A compound-statement
is a specific form of a statement (and has been so since the introduction
of the term in Algol 60). So, by all means, the function body is a
statement of particular form (and that was not the case in Algol 60).
No, it isn't a statement of a particular form. It has the same form as a
particular subclass of statement but that doesn't make it a statement.

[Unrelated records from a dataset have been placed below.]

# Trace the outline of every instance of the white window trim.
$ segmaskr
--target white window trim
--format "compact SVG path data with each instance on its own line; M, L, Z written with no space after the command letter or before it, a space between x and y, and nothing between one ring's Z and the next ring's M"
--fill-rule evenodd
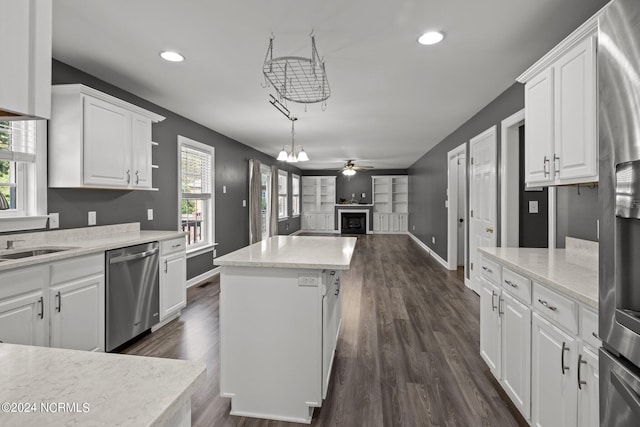
M19 185L26 194L24 211L0 212L0 233L45 228L47 226L47 122L36 122L36 161L22 165Z
M294 178L298 178L298 213L297 214L291 214L292 218L298 218L300 216L300 214L302 213L302 195L300 194L302 192L302 178L300 177L300 175L296 175L295 173L291 174L291 212L293 212L293 180Z
M286 204L284 207L284 215L280 216L280 206L278 206L278 221L286 221L287 219L289 219L289 172L287 171L283 171L282 169L278 169L278 203L280 203L280 177L283 176L285 178L285 180L287 181L285 188L286 188L286 193L285 193L285 200L286 200Z
M215 156L215 148L207 145L207 144L203 144L201 142L198 141L194 141L193 139L184 137L182 135L178 135L178 156L177 156L177 163L178 163L178 206L176 208L176 213L177 213L177 226L178 226L178 230L182 229L182 219L180 218L180 212L182 209L182 189L181 189L181 183L182 183L182 146L186 145L189 147L193 147L195 149L198 149L200 151L205 151L211 154L211 166L213 167L213 171L211 173L211 205L209 207L209 209L207 209L207 223L208 223L208 227L206 228L206 240L203 239L202 242L195 244L195 245L190 245L187 246L187 258L191 258L197 255L201 255L203 253L206 252L210 252L213 250L214 247L214 241L215 241L215 210L216 210L216 187L215 187L215 160L216 160L216 156Z

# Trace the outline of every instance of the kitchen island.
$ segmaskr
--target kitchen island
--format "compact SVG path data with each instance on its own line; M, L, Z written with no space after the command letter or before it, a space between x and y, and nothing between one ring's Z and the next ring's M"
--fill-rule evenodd
M203 363L0 344L2 426L191 425Z
M220 394L231 414L310 423L326 397L355 237L274 236L220 265Z

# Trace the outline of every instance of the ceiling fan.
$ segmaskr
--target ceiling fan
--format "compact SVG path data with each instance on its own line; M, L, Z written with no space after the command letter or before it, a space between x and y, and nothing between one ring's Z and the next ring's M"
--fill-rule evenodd
M347 160L347 163L340 169L340 172L346 176L353 176L356 174L356 171L364 171L372 167L373 166L356 166L353 160Z

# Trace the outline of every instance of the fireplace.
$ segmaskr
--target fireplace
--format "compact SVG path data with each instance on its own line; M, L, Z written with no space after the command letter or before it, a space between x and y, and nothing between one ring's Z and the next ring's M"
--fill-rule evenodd
M367 234L366 212L341 212L340 233Z

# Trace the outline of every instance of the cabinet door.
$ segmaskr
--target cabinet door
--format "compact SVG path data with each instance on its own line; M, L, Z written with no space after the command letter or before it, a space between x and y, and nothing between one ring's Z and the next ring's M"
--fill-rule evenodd
M553 67L554 168L561 180L590 176L597 180L595 45L594 37L587 38Z
M151 188L151 120L133 114L131 126L131 186Z
M41 290L0 300L0 341L46 346L47 317Z
M187 305L185 253L163 257L160 268L160 321L162 321Z
M51 287L51 347L104 351L104 276Z
M303 230L315 230L316 229L316 216L315 214L302 215L302 229Z
M580 388L578 389L578 426L599 427L598 356L588 347L582 347L578 364Z
M522 415L531 415L531 309L503 292L502 385Z
M531 356L532 424L573 427L577 423L576 339L537 313L533 315Z
M374 214L373 229L374 231L389 231L389 215L380 213Z
M498 299L500 298L500 288L488 282L484 277L480 277L480 355L489 365L491 372L500 379L500 316Z
M84 183L128 187L131 182L131 114L84 97Z
M553 69L548 68L524 87L525 95L525 182L553 181Z
M335 231L336 221L333 214L324 214L324 226L327 231Z
M327 396L329 378L331 376L331 365L336 349L336 341L339 327L339 316L341 310L339 282L336 283L335 275L325 274L327 293L322 298L322 398Z

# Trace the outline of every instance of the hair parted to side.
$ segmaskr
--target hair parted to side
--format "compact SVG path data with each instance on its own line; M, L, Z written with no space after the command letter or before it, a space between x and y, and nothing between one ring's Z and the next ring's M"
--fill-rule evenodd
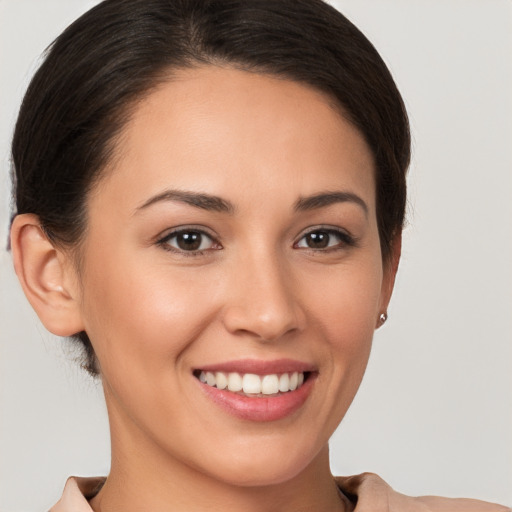
M133 107L173 71L235 66L329 94L376 164L386 262L401 232L410 159L407 113L379 54L322 0L105 0L49 47L23 100L12 143L17 214L39 216L56 245L79 253L88 192L113 157ZM83 366L97 375L85 332Z

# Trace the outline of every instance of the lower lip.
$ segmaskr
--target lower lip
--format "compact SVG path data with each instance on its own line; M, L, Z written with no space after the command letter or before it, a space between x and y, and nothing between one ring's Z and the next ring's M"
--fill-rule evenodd
M203 392L229 414L248 421L276 421L291 416L302 407L311 392L315 377L316 374L310 373L304 384L295 391L268 398L239 395L196 380Z

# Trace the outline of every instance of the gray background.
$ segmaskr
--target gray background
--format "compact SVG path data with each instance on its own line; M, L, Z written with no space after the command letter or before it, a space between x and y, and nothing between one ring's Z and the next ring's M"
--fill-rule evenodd
M94 1L0 0L0 510L106 474L101 390L25 300L3 250L9 140L38 55ZM339 0L374 42L414 136L388 324L331 443L336 474L512 504L512 3Z

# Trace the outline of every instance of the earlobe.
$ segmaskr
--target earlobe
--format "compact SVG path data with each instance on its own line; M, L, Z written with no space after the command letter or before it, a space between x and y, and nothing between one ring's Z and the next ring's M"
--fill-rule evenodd
M379 313L375 323L376 329L381 327L388 318L388 305L395 286L395 278L398 271L398 264L400 263L401 253L402 234L400 233L394 237L391 244L391 254L389 259L384 263Z
M54 247L33 214L17 215L11 228L14 269L43 325L58 336L82 331L77 286L69 257Z

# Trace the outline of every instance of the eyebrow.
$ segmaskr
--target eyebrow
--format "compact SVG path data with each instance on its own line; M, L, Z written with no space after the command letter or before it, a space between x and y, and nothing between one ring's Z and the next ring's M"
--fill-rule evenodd
M354 203L360 206L365 215L368 216L368 205L363 199L353 192L344 191L321 192L312 196L301 197L295 203L295 211L316 210L336 203Z
M136 209L136 212L162 201L178 201L202 210L213 212L232 214L235 211L235 207L232 203L218 196L202 194L200 192L190 192L188 190L165 190L161 194L150 197Z
M202 210L229 213L235 212L235 206L221 197L200 192L191 192L188 190L165 190L164 192L150 197L135 211L144 210L155 203L165 201L178 201L181 203L200 208ZM294 205L294 210L304 212L308 210L316 210L325 208L336 203L354 203L360 206L365 215L368 215L368 206L357 194L353 192L332 191L320 192L311 196L301 197Z

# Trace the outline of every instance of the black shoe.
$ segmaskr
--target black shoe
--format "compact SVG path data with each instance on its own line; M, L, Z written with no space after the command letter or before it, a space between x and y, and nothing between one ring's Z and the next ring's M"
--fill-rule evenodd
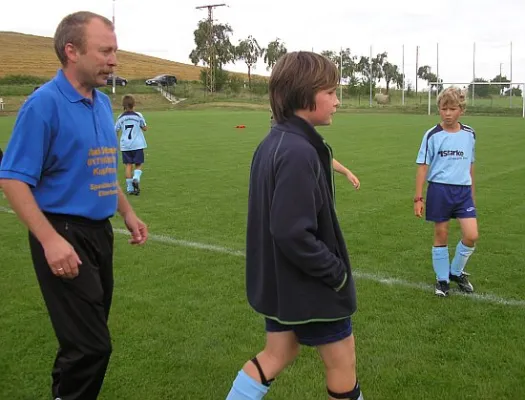
M450 285L447 281L437 281L434 294L439 297L447 297Z
M474 291L474 286L469 282L466 272L462 272L460 276L450 274L450 280L458 284L459 290L465 293L472 293Z
M139 181L136 179L133 179L132 185L133 185L133 194L135 196L138 196L140 194Z

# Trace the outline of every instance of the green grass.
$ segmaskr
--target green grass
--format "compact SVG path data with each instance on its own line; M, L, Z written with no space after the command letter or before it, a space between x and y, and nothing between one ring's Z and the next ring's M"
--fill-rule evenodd
M142 194L130 199L137 213L154 234L242 250L249 166L268 113L145 117L150 147ZM367 399L519 399L525 382L525 122L464 118L478 138L480 241L468 270L480 296L447 299L428 289L432 226L412 211L416 153L435 122L348 112L321 129L335 157L362 182L355 191L336 177L338 215L359 273L359 378ZM4 149L13 123L0 118ZM247 128L234 129L239 124ZM0 206L7 206L1 196ZM119 218L114 226L123 227ZM2 399L46 398L56 348L26 235L13 215L0 212ZM455 224L450 236L453 251ZM114 354L101 399L224 399L238 369L264 342L262 319L246 302L243 257L159 240L131 248L122 235L116 238ZM305 348L267 398L325 399L315 351Z

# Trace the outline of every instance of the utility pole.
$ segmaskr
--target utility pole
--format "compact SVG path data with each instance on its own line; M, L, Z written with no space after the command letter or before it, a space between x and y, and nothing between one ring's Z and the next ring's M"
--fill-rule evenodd
M115 0L113 0L113 29L115 29ZM116 86L116 82L115 82L115 71L113 71L113 77L112 77L112 88L111 88L111 92L113 93L113 95L115 95L115 86Z
M196 9L208 9L208 68L206 70L206 88L213 93L215 90L215 43L213 42L213 9L223 7L226 4L209 4L195 7Z
M416 95L417 95L417 73L419 68L419 46L416 46Z

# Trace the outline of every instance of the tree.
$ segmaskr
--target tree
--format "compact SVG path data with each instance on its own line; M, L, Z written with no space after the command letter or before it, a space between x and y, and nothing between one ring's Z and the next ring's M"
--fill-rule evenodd
M396 65L397 67L397 65ZM405 75L401 72L398 72L395 76L394 76L394 83L396 84L396 87L398 89L403 89L403 83L405 82Z
M211 28L211 43L210 43ZM195 49L189 55L191 62L197 65L203 62L204 65L210 65L210 59L219 69L224 64L235 60L235 46L230 42L230 35L233 29L228 24L212 24L208 20L199 21L197 29L193 32L195 37Z
M349 48L341 50L337 53L333 50L324 50L321 52L321 55L325 56L330 61L332 61L335 65L337 65L337 68L341 71L342 78L351 79L354 77L356 70L357 70L357 63L356 63L357 56L353 56ZM342 61L342 69L341 69L341 61Z
M399 82L401 77L401 82ZM398 88L403 85L403 76L399 73L399 67L394 64L390 64L388 61L383 65L383 78L386 82L386 93L390 90L390 82L396 82Z
M252 35L248 36L247 39L239 41L239 44L235 48L235 56L238 60L244 60L248 66L248 86L252 87L252 68L255 68L257 60L262 56L263 51L257 40Z
M388 57L388 53L384 51L383 53L377 54L372 58L372 78L375 81L379 81L384 77L383 66Z
M510 80L506 76L498 74L491 80L491 82L510 82ZM493 89L491 90L493 94L502 94L505 92L505 89L510 87L510 85L492 85L491 87Z
M427 81L429 85L431 82L438 82L437 75L431 72L431 68L428 65L423 65L422 67L419 67L419 69L417 70L417 76L418 78ZM430 90L432 91L437 86L438 92L441 92L443 90L443 85L441 84L442 82L443 79L439 79L439 84L431 85Z
M474 82L487 83L488 81L483 78L476 78ZM472 83L468 86L468 92L472 95L472 90L474 90L474 96L476 97L489 97L490 90L489 85L473 85Z
M267 65L266 70L269 71L273 68L277 60L288 53L281 39L276 38L274 41L268 43L268 47L263 49L264 63Z

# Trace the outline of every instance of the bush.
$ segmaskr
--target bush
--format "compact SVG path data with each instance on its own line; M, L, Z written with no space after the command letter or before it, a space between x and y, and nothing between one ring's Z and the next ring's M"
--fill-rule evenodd
M0 85L42 85L49 79L32 75L6 75L0 78Z
M230 91L238 94L241 92L243 86L244 80L240 76L232 74L229 82Z
M268 81L263 79L253 79L250 90L253 94L265 95L269 92Z
M206 71L207 71L207 69L202 69L201 70L201 74L200 74L202 85L205 88L207 88L207 86L206 86ZM214 91L215 92L220 92L224 88L226 83L228 83L229 78L230 78L230 76L228 74L228 71L225 71L222 68L216 68L215 69L215 88L214 88Z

Now that could be viewed as a defect in the standard if you expect the
semantics of C90 6.6/C99 6.8 (the clause defining a statement) to be
applied to an overall function body, because as it stands they are not. It
looks to me like C99 6.8 p2 and p3 should be moved to 6.8.2 because they
apply specifically to compound statements (you only get a sequence of
statements within a compound statement, and the term "block" specifically
relates to a compound statement).
In my opinion when Lawrence wrote that that particular compound-statement
was not a statement, he was wrong.
As far as the C standard is concerned I don't see any other way to
interpret it. Whether the C standard is defective in that respect (but
the fix I suggested doesn't make a function body a statement) and whether
it makes sense to consider a function body as a statement in more informal
discussion are different issues. My view on the second issue is mostly
"no", it creates more confusion than clarification.